Für die gem. § 17 Abs. 3 GVV zulässige Aufrechnung muss der bestrittene Gegenanspruch
im Zeitpunkt der Aufrechnung bereits rechtskräftig gerichtlich festgestellt sein. 

In der Folge wird wohl der Gegenanspruch des Kunden nur mit einer (Eventual-) Widerklage geltend gemacht werden können.

Auch für die Widerklage wird wohl gelten, dass die Leistungsklage Vorrang vor einer Feststellungsklage hat,
mithin eine Feststellungsklage unzulässig ist.

Auch der Leistungsklage in Form einer Widerklage wird wohl die Verjährungseinrede gem. § 214 Abs. 1 BGB
erfolgreich entgegengesetzt werden können.

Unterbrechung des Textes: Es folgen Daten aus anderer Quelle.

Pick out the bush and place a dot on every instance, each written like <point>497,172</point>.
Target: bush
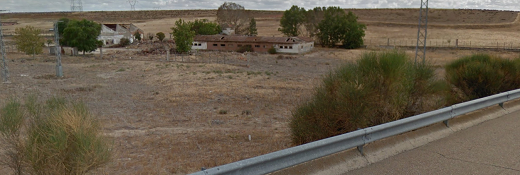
<point>124,42</point>
<point>271,50</point>
<point>482,75</point>
<point>59,137</point>
<point>245,48</point>
<point>377,89</point>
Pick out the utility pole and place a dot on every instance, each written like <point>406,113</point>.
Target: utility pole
<point>422,31</point>
<point>5,71</point>
<point>76,6</point>
<point>59,69</point>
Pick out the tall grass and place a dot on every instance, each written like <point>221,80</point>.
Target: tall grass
<point>378,88</point>
<point>482,75</point>
<point>11,121</point>
<point>60,137</point>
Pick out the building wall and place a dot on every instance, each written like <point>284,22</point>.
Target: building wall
<point>294,48</point>
<point>109,40</point>
<point>199,46</point>
<point>229,46</point>
<point>256,46</point>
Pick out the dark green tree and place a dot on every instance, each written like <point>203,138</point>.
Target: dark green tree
<point>150,36</point>
<point>160,36</point>
<point>291,21</point>
<point>356,31</point>
<point>233,15</point>
<point>312,20</point>
<point>82,35</point>
<point>339,27</point>
<point>205,27</point>
<point>183,36</point>
<point>252,27</point>
<point>62,24</point>
<point>137,35</point>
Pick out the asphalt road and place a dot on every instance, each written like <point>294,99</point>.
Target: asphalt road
<point>492,147</point>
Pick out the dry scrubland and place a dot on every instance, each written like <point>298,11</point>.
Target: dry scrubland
<point>177,117</point>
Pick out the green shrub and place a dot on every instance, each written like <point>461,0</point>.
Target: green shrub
<point>59,137</point>
<point>124,42</point>
<point>482,75</point>
<point>379,88</point>
<point>271,50</point>
<point>245,48</point>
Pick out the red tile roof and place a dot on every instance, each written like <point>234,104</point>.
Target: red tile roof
<point>264,39</point>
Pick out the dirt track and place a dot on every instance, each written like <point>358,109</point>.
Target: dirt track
<point>177,117</point>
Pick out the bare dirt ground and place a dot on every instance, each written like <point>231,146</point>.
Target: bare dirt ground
<point>175,117</point>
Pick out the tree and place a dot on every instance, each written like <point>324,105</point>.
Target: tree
<point>160,36</point>
<point>291,21</point>
<point>356,31</point>
<point>338,27</point>
<point>183,36</point>
<point>62,24</point>
<point>312,19</point>
<point>137,35</point>
<point>28,40</point>
<point>49,42</point>
<point>252,28</point>
<point>150,36</point>
<point>233,15</point>
<point>82,34</point>
<point>204,27</point>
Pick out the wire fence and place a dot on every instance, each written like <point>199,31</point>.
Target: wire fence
<point>445,43</point>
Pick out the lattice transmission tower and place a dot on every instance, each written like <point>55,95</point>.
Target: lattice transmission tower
<point>132,4</point>
<point>76,6</point>
<point>422,31</point>
<point>5,71</point>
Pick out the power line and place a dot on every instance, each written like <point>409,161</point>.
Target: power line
<point>59,69</point>
<point>76,6</point>
<point>422,31</point>
<point>5,71</point>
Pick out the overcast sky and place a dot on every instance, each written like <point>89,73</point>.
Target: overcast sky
<point>118,5</point>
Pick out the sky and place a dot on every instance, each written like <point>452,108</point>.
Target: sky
<point>124,5</point>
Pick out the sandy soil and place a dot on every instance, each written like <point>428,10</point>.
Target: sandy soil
<point>177,116</point>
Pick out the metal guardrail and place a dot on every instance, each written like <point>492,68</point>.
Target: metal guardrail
<point>296,155</point>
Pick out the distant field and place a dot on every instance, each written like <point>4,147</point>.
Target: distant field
<point>177,116</point>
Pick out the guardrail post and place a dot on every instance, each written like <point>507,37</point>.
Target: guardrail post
<point>360,149</point>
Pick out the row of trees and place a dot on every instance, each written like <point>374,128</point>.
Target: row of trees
<point>329,25</point>
<point>80,34</point>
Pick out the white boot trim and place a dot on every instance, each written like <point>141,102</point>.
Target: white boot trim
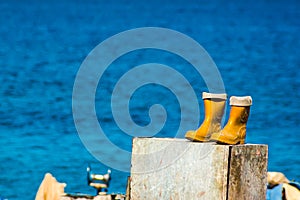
<point>241,101</point>
<point>206,95</point>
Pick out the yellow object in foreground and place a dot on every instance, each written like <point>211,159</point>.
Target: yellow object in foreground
<point>234,131</point>
<point>214,105</point>
<point>50,189</point>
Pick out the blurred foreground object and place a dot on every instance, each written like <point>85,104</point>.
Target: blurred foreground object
<point>279,187</point>
<point>50,189</point>
<point>98,181</point>
<point>214,105</point>
<point>234,131</point>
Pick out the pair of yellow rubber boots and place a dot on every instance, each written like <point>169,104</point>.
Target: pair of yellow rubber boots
<point>234,131</point>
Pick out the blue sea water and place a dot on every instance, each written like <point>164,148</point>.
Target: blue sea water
<point>43,43</point>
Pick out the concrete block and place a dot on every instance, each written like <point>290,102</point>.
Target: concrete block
<point>165,168</point>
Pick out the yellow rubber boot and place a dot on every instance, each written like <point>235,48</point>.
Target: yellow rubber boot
<point>234,131</point>
<point>214,105</point>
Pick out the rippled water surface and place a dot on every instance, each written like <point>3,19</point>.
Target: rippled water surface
<point>42,45</point>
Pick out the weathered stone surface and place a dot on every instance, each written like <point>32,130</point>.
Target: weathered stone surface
<point>98,197</point>
<point>164,168</point>
<point>248,172</point>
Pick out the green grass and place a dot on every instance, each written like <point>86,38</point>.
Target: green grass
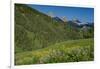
<point>67,51</point>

Wäre die Feststellungsklage als Widerklage hingegen zulässig,
müsste wohl eine Wider- Widerklage gewärtigt werden, nämlich auf Feststellung, 
dass der Gegenanspruch, dessen Feststellung mit der Widerklage begehrt wird,
seinerseits bereits verjährt ist.

Das Ergebnis, wonach der Leistungsklage in Form der Widerklage die Verjährungseinrede entgegengehalten werden kann, mag unbillig erscheinen.
 Es erscheint dann wohl allenfalls fraglich, ob in dieser besonderen  Konstellation die Verjährungseinrede gegen die Widerklageforderung ihrerseits
ggf. als rechtsmissbräuchlich gewertet werden kann.

Erhebt der Versorger erstmals  im Prozess über die anhängige Widerklage die Einrede der Verjährung,
muss die Widerklage in der Hauptsache für erledigt erklärt werden,
weil die erstmalige Verjährungseinrede im Prozess ein erledigendes Ereignis darstellt.

Nur bei glücklicher Fügung würde die Widerklage erfolgreich sein, wenn der Versorger keine Verjährungseinrede erhebt,
und das Widerklageurteil hiernach unangefochten rechtskräftig werden,
bevor das auf die Zahlungsklage des Grundversorgers ergangene Urteil  rechtskräftig wird,
so dass zwischen den Instanzen oder in der weiteren Instanz die Aufrechnung gem. § 17 Abs. 3 GVV erst zulässig wird.
 
Wenn die sodann die erst zulässig gewordene  Aufrechnung (nochmals) erfolgt, müsste der Versorger deshalb sodann in der Rechtsmittelinstanz
den Rechtsstreit in der Hauptsache für erledigt erklären, weil die dann erst zulässige und erfolgreiche Aufrechnung ein erledigendes Ereignis darstellt.